I asked how long is data cashed for, answer there was no set time. So I don't think you are being throttled. I think your initial speedy requests are cashed data and your slower requests are non cashed data.
Email back from google:
Hi Linda,
I talked to the engineers and they had a look. The response was
basically that they thinks it's because of caching. The response is
below. If you could do some additional queries to confirm the behavior
it might be helpful. However, what they need to determine is if it's
because you are querying and hitting cached results (because you've
already asked for that data). Anyway, take a look at the comments
below and let me know if you have additional questions or results that
you can share.
Summary from talking to engineer: "Items not already in our cache will
exhibit a slower retrieval processing time than items already present
in the cache. The first query loads the response into our cache and
typical query times without using the cache is about 7 seconds and
with using the cache is a few milliseconds.

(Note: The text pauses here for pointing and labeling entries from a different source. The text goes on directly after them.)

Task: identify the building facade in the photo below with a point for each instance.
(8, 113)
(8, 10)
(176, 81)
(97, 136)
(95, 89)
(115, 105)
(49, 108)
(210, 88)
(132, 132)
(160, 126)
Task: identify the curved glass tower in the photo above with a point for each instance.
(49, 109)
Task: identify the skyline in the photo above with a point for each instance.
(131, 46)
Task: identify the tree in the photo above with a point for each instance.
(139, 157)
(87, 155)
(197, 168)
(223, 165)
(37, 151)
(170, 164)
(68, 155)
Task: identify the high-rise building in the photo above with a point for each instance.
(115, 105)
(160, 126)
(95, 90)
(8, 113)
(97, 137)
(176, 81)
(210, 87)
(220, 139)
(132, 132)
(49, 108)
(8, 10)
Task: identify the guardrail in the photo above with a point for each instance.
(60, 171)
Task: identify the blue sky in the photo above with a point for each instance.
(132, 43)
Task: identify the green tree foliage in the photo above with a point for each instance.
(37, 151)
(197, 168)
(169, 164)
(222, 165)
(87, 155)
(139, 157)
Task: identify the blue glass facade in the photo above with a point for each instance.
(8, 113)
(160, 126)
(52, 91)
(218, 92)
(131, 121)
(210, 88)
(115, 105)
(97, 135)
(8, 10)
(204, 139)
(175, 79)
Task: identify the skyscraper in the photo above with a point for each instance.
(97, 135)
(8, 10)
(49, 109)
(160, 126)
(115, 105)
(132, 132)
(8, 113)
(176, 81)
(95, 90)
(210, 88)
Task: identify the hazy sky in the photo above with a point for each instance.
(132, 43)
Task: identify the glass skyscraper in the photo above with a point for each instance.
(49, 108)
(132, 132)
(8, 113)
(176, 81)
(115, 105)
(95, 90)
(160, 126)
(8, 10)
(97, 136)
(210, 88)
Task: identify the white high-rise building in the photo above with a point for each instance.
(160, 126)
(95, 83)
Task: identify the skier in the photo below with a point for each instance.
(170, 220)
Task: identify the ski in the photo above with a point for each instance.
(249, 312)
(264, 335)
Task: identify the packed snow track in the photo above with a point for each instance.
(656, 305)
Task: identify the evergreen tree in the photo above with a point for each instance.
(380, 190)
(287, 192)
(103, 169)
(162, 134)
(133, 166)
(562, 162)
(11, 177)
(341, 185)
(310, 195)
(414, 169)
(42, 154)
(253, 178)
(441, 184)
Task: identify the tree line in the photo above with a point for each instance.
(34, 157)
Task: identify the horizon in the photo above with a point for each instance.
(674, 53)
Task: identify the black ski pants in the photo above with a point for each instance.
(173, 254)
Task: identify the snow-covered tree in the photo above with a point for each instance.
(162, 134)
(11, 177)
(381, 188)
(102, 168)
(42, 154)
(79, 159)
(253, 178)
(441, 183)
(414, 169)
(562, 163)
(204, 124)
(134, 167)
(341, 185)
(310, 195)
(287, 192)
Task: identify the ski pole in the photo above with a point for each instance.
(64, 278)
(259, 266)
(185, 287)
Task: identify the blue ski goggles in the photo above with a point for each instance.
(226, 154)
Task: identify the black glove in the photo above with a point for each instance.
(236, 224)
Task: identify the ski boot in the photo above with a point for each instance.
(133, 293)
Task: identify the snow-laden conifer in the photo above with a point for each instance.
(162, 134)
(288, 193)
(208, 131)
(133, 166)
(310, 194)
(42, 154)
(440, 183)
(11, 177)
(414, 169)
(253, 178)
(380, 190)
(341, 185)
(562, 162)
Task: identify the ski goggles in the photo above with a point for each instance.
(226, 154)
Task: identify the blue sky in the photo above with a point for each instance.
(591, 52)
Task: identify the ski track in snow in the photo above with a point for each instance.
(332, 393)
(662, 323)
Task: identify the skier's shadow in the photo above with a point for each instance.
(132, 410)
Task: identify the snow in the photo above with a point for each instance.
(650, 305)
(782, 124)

We can also confirm that
you are not hitting any rate limits on our end, as far as we can tell.
To confirm if this is indeed what's happening in your case, you might
want to rerun verified slow queries a second time to see if the next
query speeds up considerably (this could be what you're seeing when
you say you paste the request URL into a browser and results return
instantly)."
-- IMBA Google Analytics API Developer --
Google's Analytics API does have a rate limit per their docs: https://developers.google.com/analytics/devguides/reporting/core/v3/coreErrors
However they should not caused delayed requests, rather the request should be returned with a response of: 403 userRateLimitExceeded
Description of that error:
Indicates that the user rate limit has been exceeded. The maximum rate limit is 10 qps per IP address. The default value set in Google Developers Console is 1 qps per IP address. You can increase this limit in the Google Developers Console to a maximum of 10 qps.
Google's recommended course of action:
Retry using exponential back-off. You need to slow down the rate at which you are sending the requests.